A couple of weeks ago I was looking at bees in the reserve and one caught my eye. I instantly knew it was a species I was unfamiliar was and after a little research and help it was identified as a Tree Bumblebee. I was pleased as it was a new species to me and helped to add more information in my quest to learn about bee identification and their habits and requirements. They are very handsome bees with a unique colour formation amongst the UKs Bumblebees. They have a very gingery fury thorax and its very eye-catching and was the feature that drew my attention to it originally. So far, my observations have all been made of individuals feeding on flowers in the reserve and I have seen them seen them feeding on 7 different flowers so far.
I did some reading up after seeing them on my reserve and discovered a lot of interesting facts about this species.
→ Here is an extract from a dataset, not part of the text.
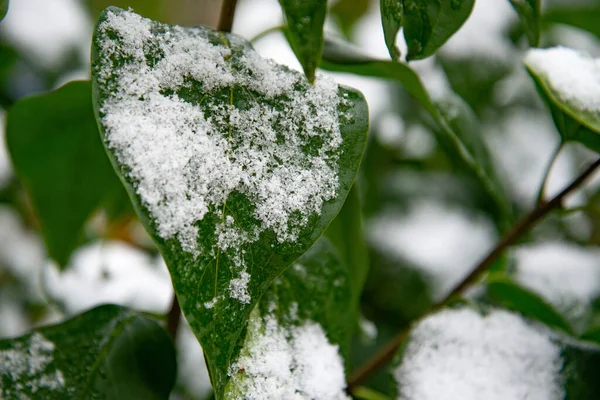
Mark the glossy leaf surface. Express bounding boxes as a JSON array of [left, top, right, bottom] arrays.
[[92, 8, 368, 397], [6, 81, 128, 267], [0, 305, 177, 400]]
This attractive Bumblebee has only been recorded in the UK from 2001 when there were first sightings were at a Wiltshire site. Since its arrival it has done something that most other UK bee species are not doing, increasing and spreading rapidly, and is already in southern Scotland and Ireland. It doesn’t seem to be slowing down much in spreading and will probably be seen throughout the UK within a couple of years. I had least 3 feeding the other day out the back on the reserve.
The effects of this species have yet to be studied properly but a positive effect can be seen already with the fact that they will pollinate other plants and flowers. With the drop-in numbers of other bee species, additional plant pollinators are to be welcomed.
Their name comes from their original choice of nest site but now it seems that nest sites can include; bird nest boxes, loft space in houses and even specially built bee nest boxes. They have also been known to use holes in the ground like many of the other bumblebees and this shows that they are an adaptable and opportunistic species. In other parts of their range populations can reach the arctic circle. From the looks of things, and with the continued warming of the climate, it looks like Tree Bumblebees will keep spreading. I’m quite glad as I think they are an attractive and helpful specie to have around in the UK. We shall see what long term affect their presence will have on our countryside.
Keep your eyes open in your gardens and you may well have some around you.